After watching highlight clips of other successful high school ballplayers, Robinson realized the 3-point shot was more important than ever in today’s game, so he hit the gym.
“(Shon) is a good kid,” said Higley head coach Jerome Joseph. “He’s willing to work, willing to learn. (He) wants to be better and has a great work ethic.”
Coach Joseph believes Robinson can keep improving at this rapid rate. “He’s a great, talented player right now,” Joseph said. “But in the next two years, the sky’s the limit for him.”
Robinson has already garnered scholarship offers from Florida State, DePaul, UTEP and Grand Canyon University. He also received offers from New Mexico and his home state of Illinois this week.
Now, Robinson is teamed with fellow sophomore Jason Harris, one of the most coveted prep athletes in Arizona, accumulating sixteen Division I scholarship offers between basketball and football. Harris, 247sports.com’s No. 3 ranked basketball player in Arizona for the 2020 class, was forced to sit out the first half of the season due to an Arizona Interscholastic Association in-state transfer rule.
With Harris and Robinson on the court together, Higley boasts a young core of premier players that can score from anywhere on the floor.
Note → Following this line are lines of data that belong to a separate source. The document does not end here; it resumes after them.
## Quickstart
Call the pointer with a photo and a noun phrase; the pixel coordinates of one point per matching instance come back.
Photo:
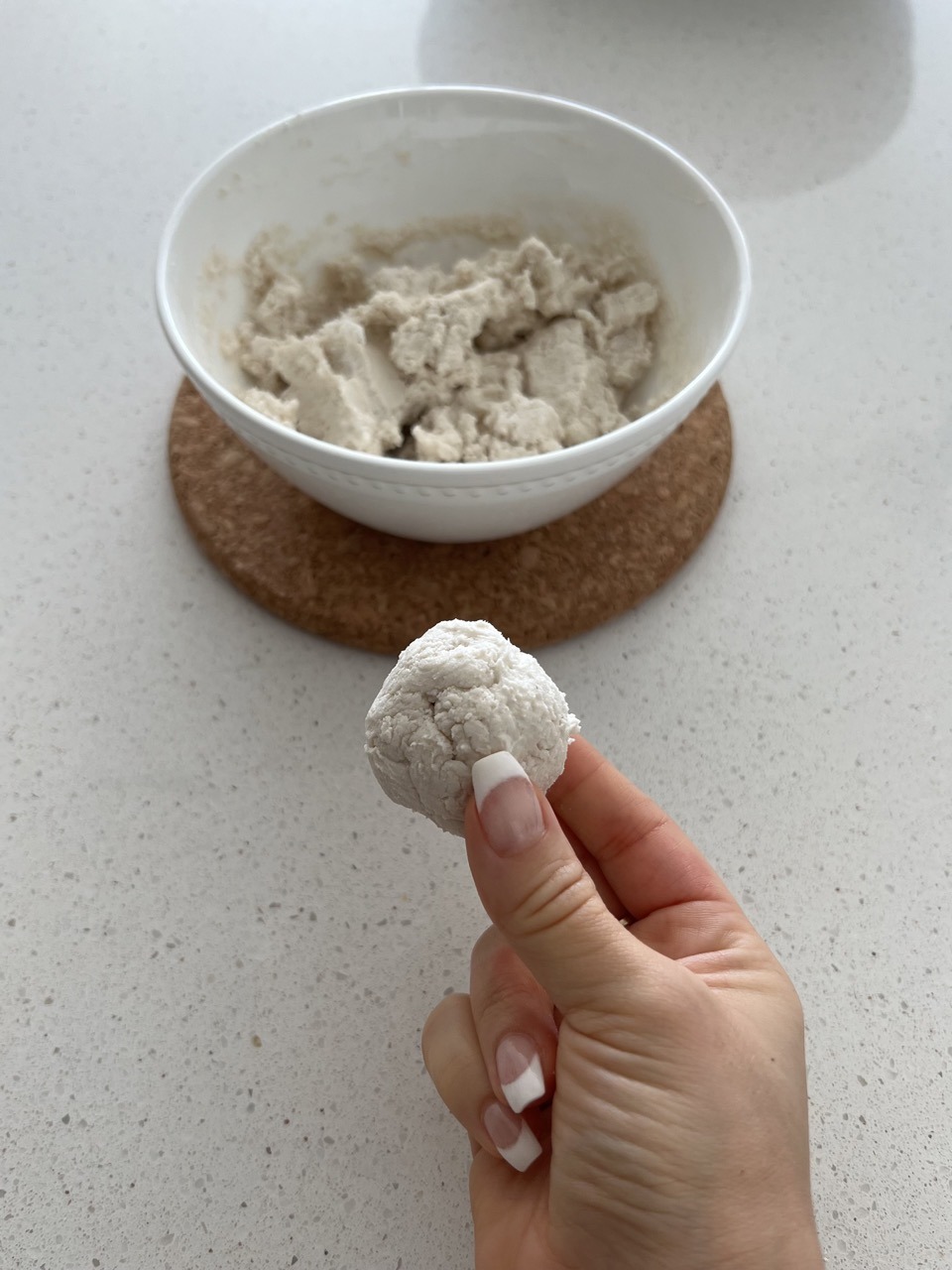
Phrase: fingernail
(520, 1071)
(512, 1137)
(507, 803)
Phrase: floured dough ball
(457, 694)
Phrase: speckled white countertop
(217, 944)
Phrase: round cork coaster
(365, 588)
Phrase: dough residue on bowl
(522, 350)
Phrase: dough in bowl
(458, 693)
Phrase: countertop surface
(217, 942)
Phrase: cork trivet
(340, 579)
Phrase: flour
(524, 350)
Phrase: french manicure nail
(507, 803)
(512, 1137)
(520, 1071)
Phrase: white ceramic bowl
(389, 159)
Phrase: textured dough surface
(524, 350)
(458, 693)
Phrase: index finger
(647, 858)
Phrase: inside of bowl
(489, 163)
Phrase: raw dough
(457, 694)
(521, 352)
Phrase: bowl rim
(512, 467)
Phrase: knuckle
(560, 897)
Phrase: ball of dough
(457, 694)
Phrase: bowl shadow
(769, 96)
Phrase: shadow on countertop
(769, 96)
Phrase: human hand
(661, 1065)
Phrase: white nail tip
(524, 1152)
(493, 770)
(527, 1087)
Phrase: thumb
(539, 897)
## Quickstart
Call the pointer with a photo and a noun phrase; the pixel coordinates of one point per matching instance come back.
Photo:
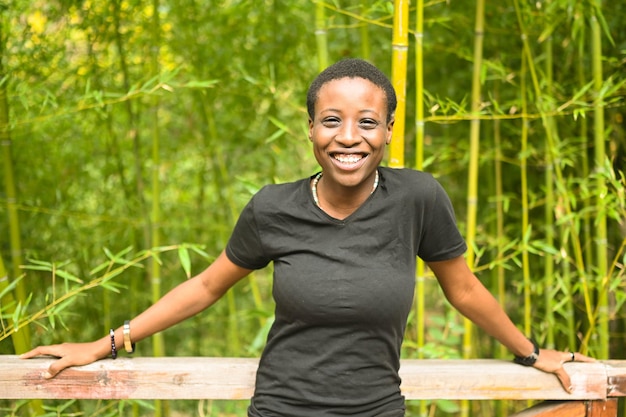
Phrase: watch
(530, 359)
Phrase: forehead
(356, 89)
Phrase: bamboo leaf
(185, 260)
(68, 276)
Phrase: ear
(311, 130)
(390, 130)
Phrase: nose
(348, 135)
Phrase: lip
(346, 166)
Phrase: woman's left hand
(552, 361)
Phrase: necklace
(317, 179)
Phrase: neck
(342, 202)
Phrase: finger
(579, 357)
(56, 367)
(565, 380)
(38, 351)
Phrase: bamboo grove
(134, 131)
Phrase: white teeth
(348, 159)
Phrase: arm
(183, 301)
(467, 294)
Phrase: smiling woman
(344, 244)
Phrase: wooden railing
(597, 386)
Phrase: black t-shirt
(343, 291)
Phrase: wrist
(530, 359)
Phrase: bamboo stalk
(548, 259)
(599, 158)
(158, 341)
(560, 181)
(474, 156)
(21, 343)
(420, 291)
(365, 35)
(400, 47)
(321, 35)
(524, 202)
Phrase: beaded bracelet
(129, 346)
(113, 348)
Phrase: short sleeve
(244, 247)
(441, 238)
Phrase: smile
(348, 159)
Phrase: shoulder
(275, 198)
(273, 191)
(408, 180)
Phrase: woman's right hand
(69, 354)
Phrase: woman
(344, 244)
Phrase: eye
(331, 121)
(368, 123)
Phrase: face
(350, 131)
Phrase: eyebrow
(333, 110)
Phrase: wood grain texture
(233, 378)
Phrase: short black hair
(352, 68)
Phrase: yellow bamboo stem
(400, 47)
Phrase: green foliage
(228, 88)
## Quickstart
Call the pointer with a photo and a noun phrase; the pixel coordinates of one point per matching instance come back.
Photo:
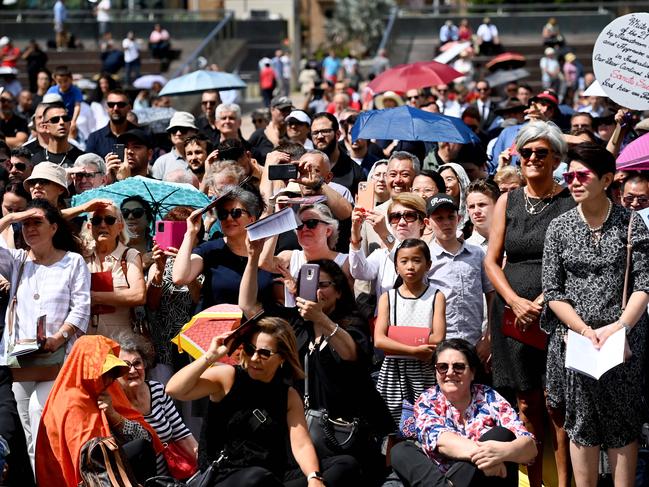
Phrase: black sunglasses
(57, 119)
(136, 212)
(457, 367)
(311, 223)
(235, 213)
(263, 353)
(97, 220)
(540, 153)
(409, 216)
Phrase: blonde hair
(283, 333)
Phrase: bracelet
(334, 332)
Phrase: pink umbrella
(635, 156)
(412, 76)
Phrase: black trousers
(415, 469)
(339, 471)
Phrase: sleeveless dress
(518, 366)
(248, 425)
(405, 378)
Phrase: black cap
(138, 135)
(440, 200)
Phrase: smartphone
(119, 149)
(308, 282)
(282, 172)
(366, 195)
(170, 234)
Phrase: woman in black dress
(520, 220)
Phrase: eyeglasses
(18, 166)
(630, 198)
(311, 223)
(58, 118)
(582, 176)
(456, 367)
(540, 153)
(137, 365)
(235, 213)
(98, 220)
(85, 175)
(263, 353)
(315, 133)
(136, 212)
(408, 216)
(182, 130)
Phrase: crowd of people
(400, 303)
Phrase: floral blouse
(434, 415)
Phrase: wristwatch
(314, 475)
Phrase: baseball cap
(300, 116)
(138, 135)
(281, 102)
(182, 119)
(440, 200)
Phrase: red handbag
(180, 466)
(533, 336)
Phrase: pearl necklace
(596, 232)
(533, 208)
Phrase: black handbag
(330, 436)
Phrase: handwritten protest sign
(621, 60)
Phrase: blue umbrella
(407, 123)
(200, 81)
(161, 195)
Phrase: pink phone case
(170, 234)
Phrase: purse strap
(11, 316)
(627, 270)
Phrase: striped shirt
(165, 420)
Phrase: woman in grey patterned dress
(520, 220)
(583, 279)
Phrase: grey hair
(251, 202)
(324, 212)
(90, 158)
(539, 130)
(401, 155)
(133, 343)
(228, 107)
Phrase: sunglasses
(137, 365)
(408, 216)
(18, 166)
(456, 367)
(182, 130)
(97, 220)
(263, 353)
(540, 153)
(311, 223)
(136, 212)
(235, 213)
(582, 176)
(642, 200)
(85, 175)
(58, 118)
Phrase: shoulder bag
(330, 436)
(33, 367)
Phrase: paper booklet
(583, 357)
(274, 224)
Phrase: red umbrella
(506, 60)
(413, 76)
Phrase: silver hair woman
(521, 218)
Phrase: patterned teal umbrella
(161, 195)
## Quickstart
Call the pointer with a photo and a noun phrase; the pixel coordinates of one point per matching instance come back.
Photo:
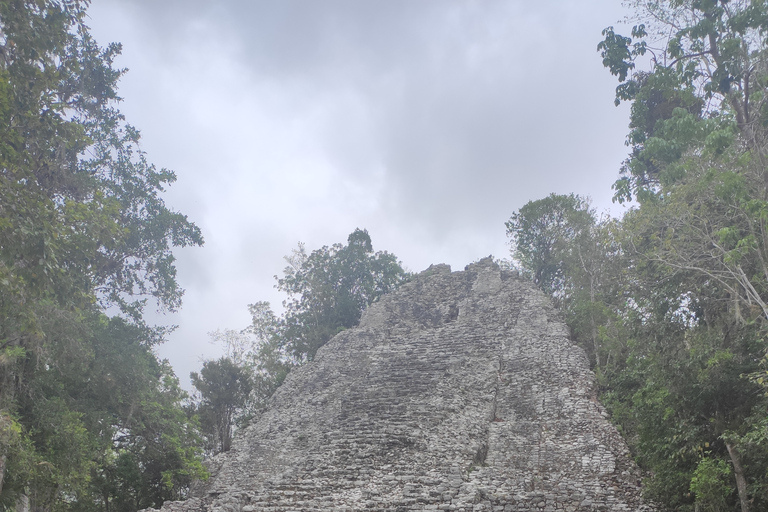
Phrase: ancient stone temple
(460, 391)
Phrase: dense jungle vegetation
(670, 301)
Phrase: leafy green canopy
(224, 388)
(329, 288)
(706, 83)
(83, 227)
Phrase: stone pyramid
(459, 391)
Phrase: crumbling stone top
(459, 391)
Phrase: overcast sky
(427, 122)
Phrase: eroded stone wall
(460, 391)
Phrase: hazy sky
(427, 122)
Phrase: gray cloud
(428, 122)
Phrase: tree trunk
(738, 471)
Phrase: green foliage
(707, 81)
(90, 418)
(329, 288)
(543, 232)
(224, 389)
(711, 484)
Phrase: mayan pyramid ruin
(459, 391)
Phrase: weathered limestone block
(459, 391)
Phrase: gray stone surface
(460, 391)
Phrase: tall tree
(698, 242)
(82, 227)
(224, 388)
(329, 288)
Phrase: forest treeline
(670, 301)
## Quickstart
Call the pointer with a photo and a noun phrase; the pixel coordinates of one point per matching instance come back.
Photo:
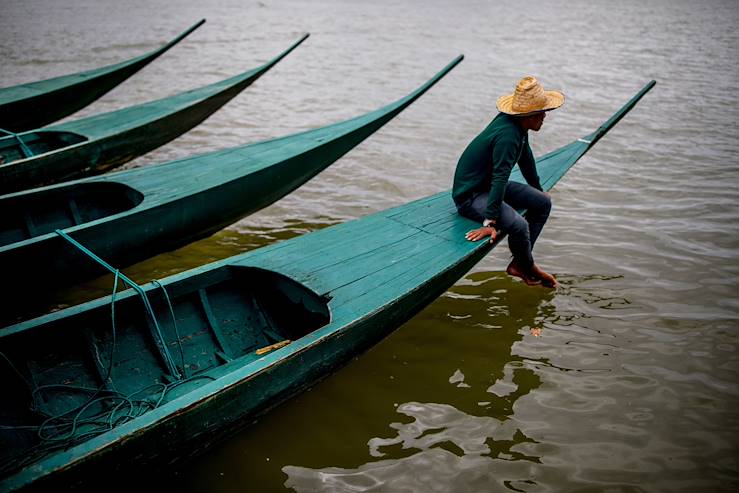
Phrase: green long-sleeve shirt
(487, 162)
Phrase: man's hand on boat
(480, 233)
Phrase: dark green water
(632, 382)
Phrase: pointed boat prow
(35, 104)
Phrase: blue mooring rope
(171, 366)
(28, 152)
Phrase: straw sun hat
(529, 98)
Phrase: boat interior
(22, 146)
(81, 375)
(29, 215)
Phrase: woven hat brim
(554, 99)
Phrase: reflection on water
(626, 379)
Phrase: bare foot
(547, 279)
(515, 271)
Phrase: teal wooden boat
(35, 104)
(98, 143)
(108, 385)
(131, 215)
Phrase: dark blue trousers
(522, 231)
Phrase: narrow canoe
(250, 332)
(35, 104)
(131, 215)
(98, 143)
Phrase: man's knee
(543, 205)
(519, 228)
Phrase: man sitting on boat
(482, 190)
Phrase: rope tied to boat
(104, 409)
(26, 150)
(159, 337)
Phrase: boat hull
(112, 139)
(36, 104)
(177, 203)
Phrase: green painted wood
(34, 104)
(98, 143)
(332, 293)
(135, 214)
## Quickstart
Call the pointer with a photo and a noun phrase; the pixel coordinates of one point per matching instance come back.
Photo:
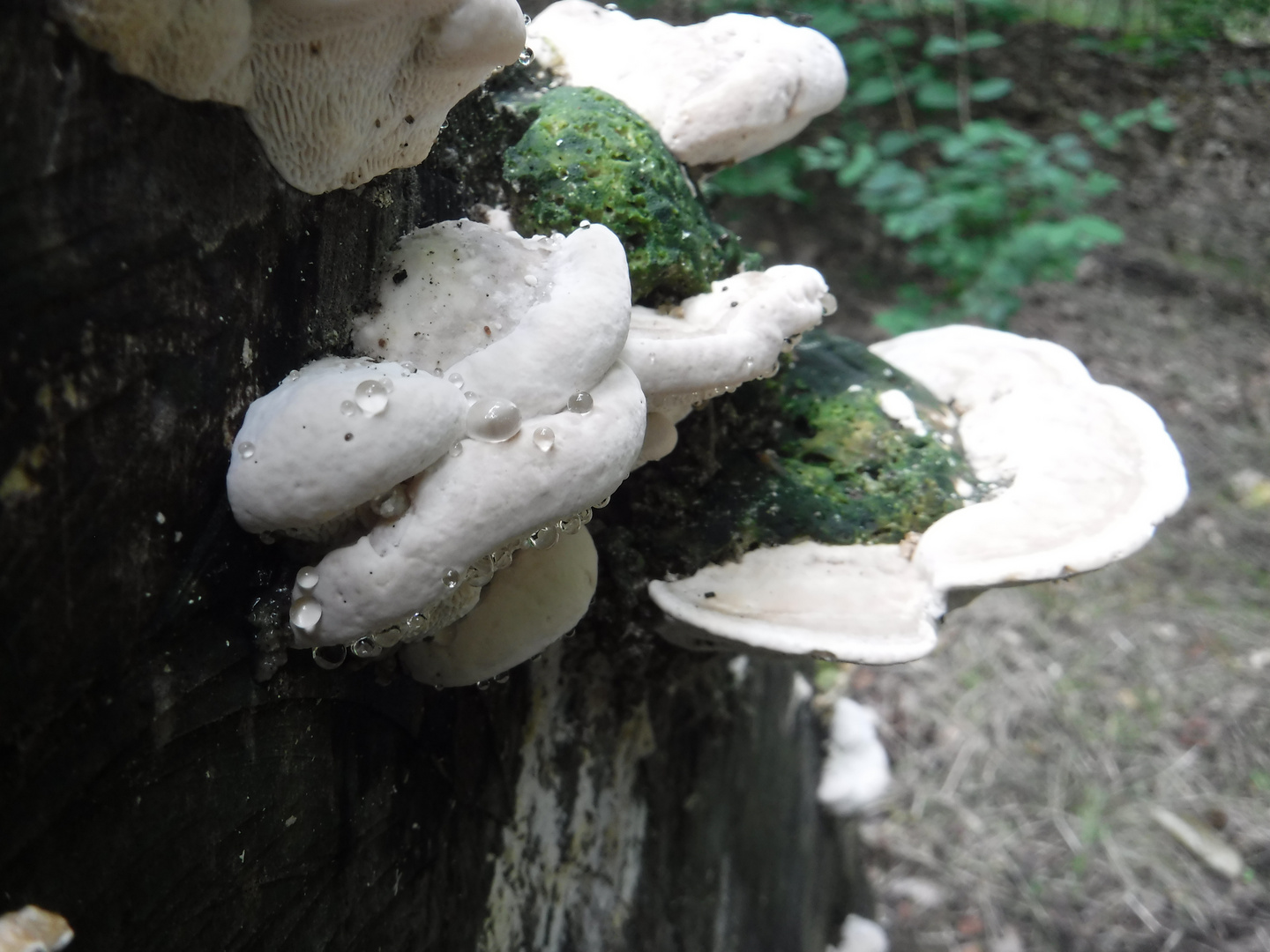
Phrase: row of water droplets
(306, 609)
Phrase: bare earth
(1032, 747)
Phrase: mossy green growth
(807, 455)
(588, 158)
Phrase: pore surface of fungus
(338, 93)
(1082, 473)
(716, 92)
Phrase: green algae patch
(807, 455)
(588, 158)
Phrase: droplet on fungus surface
(493, 420)
(372, 398)
(305, 612)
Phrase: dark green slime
(588, 158)
(798, 457)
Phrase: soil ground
(1029, 750)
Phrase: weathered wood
(155, 277)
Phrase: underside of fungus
(716, 92)
(337, 93)
(1085, 472)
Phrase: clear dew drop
(372, 398)
(306, 612)
(367, 648)
(492, 420)
(545, 537)
(329, 657)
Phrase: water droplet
(367, 648)
(372, 397)
(492, 420)
(545, 537)
(306, 612)
(329, 657)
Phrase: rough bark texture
(155, 277)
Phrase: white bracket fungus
(1090, 471)
(338, 93)
(527, 606)
(856, 772)
(716, 92)
(503, 417)
(334, 435)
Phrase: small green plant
(983, 207)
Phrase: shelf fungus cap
(868, 605)
(464, 507)
(716, 92)
(335, 435)
(337, 93)
(34, 929)
(732, 334)
(1086, 471)
(527, 607)
(531, 320)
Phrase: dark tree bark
(155, 277)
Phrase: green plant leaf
(987, 90)
(940, 45)
(937, 94)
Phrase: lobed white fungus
(1090, 467)
(528, 606)
(338, 93)
(716, 92)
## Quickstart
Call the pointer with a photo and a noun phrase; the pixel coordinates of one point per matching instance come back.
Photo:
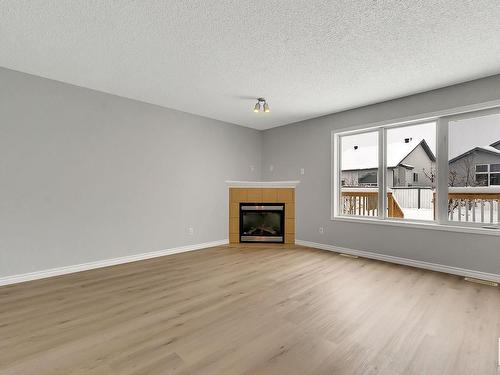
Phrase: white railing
(413, 197)
(364, 202)
(474, 204)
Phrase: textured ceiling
(213, 58)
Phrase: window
(410, 153)
(482, 174)
(494, 174)
(358, 173)
(473, 158)
(368, 178)
(445, 170)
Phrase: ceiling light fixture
(261, 106)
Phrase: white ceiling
(213, 58)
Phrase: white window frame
(441, 221)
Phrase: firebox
(262, 222)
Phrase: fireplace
(262, 222)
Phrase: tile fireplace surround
(261, 192)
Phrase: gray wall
(86, 176)
(307, 145)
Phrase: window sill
(419, 225)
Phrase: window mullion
(441, 193)
(382, 175)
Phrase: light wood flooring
(250, 310)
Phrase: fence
(474, 204)
(364, 202)
(413, 197)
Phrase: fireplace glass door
(262, 222)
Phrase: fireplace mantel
(263, 184)
(261, 193)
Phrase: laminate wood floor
(256, 310)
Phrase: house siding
(462, 170)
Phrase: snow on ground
(428, 214)
(418, 213)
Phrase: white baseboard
(404, 261)
(105, 263)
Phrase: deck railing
(474, 204)
(364, 202)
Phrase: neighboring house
(409, 163)
(479, 166)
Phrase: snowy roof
(489, 149)
(366, 157)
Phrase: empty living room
(250, 187)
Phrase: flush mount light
(261, 106)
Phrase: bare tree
(431, 175)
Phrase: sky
(466, 134)
(463, 136)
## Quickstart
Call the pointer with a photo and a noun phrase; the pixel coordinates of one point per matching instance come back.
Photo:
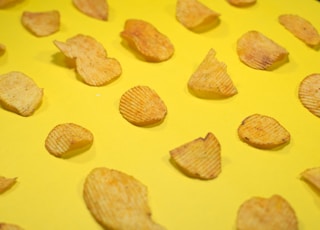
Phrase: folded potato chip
(117, 200)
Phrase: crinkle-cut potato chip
(273, 213)
(98, 9)
(200, 158)
(263, 132)
(211, 79)
(259, 52)
(66, 138)
(301, 28)
(19, 93)
(143, 37)
(194, 15)
(142, 106)
(118, 201)
(41, 23)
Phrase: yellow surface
(48, 194)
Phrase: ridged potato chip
(211, 79)
(273, 213)
(200, 158)
(259, 52)
(263, 132)
(143, 37)
(118, 201)
(64, 139)
(19, 93)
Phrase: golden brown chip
(211, 79)
(263, 132)
(200, 158)
(301, 28)
(19, 93)
(259, 52)
(117, 200)
(309, 93)
(66, 138)
(41, 23)
(194, 15)
(147, 40)
(273, 213)
(142, 106)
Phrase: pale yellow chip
(263, 132)
(19, 93)
(301, 28)
(41, 23)
(200, 158)
(144, 38)
(98, 9)
(194, 15)
(142, 106)
(273, 213)
(66, 139)
(309, 93)
(259, 52)
(117, 200)
(211, 79)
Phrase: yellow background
(48, 194)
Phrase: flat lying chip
(263, 132)
(143, 37)
(142, 106)
(66, 138)
(301, 28)
(274, 213)
(211, 79)
(259, 52)
(309, 93)
(117, 200)
(41, 23)
(19, 93)
(98, 9)
(199, 158)
(194, 15)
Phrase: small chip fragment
(309, 93)
(142, 106)
(194, 15)
(266, 214)
(200, 158)
(143, 37)
(98, 9)
(19, 93)
(41, 23)
(301, 28)
(259, 52)
(211, 79)
(263, 132)
(66, 138)
(117, 200)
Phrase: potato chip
(263, 132)
(211, 79)
(259, 52)
(19, 93)
(200, 158)
(143, 37)
(41, 23)
(309, 93)
(273, 213)
(117, 200)
(194, 15)
(98, 9)
(301, 28)
(64, 139)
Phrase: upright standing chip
(118, 201)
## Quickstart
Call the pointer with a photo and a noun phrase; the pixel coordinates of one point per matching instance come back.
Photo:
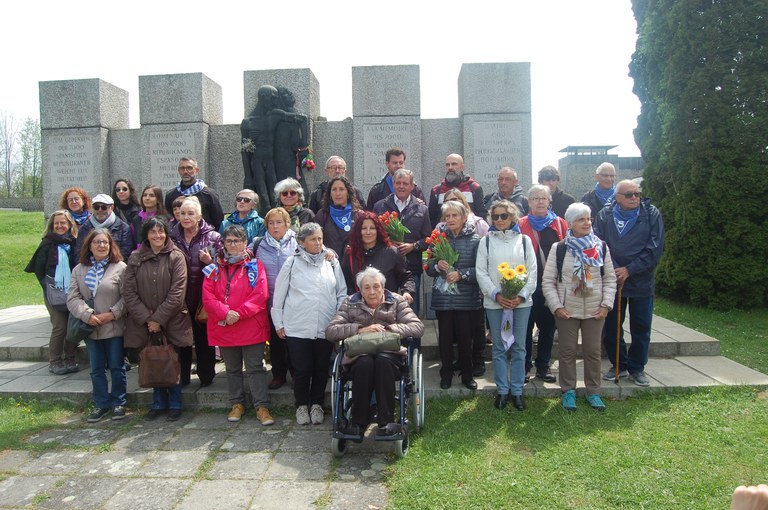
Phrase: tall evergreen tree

“With Shon, with Jason, they have the ability to post, they have the ability to shoot on the perimeter, they have the ability to put the ball on the floor,” Joseph said. “It makes the game and coaching a little bit easier with that type of skill, talent and height.”
Sophomore Jordan Flowers, who along with Robinson and Harris is playing his first year at Higley, said he believes after some work together, the three are flourishing at the perfect time.
“At first it was kind of hard, we argued a little bit,” Flowers said. “But towards the end of the year we started to come together and started playing as a team.”
It didn’t help that for more than half the season, Robinson, Harris and Flowers rarely saw time on the court together because of transfer rules. But Coach Joseph made sure his group was battle-tested before the state tournament.
Higley played tournament games in New York and even scheduled Findley Prep, the No. 1 ranked high school basketball team in Nevada and the only high school basketball program in the United States to play in every Dick’s National High School Tournament.
“In order to get better, you got to play the best,” Joseph said. “And they’re learning through that. Whether we win or lose – big margin, small margin – it’s just about that experience.”
Robinson knows intense competition improves his play. He played on one of Illinois’ premier AAU teams, Mac Irvin Fire, last year before coming to Arizona, a program filled with notable alums such as NBA players Jabari Parker and Jahlil Okafor.
Higley will play its first 4A state tournament game Friday, matching up against Saguaro, who beat the Knights 61-54 in their first meeting of the season. Higley played without Harris or Flowers in that game, but Robinson understands that this time it’s win or go home for his squad.
“It’s kill season,” Robinson said. “Kill or be killed.”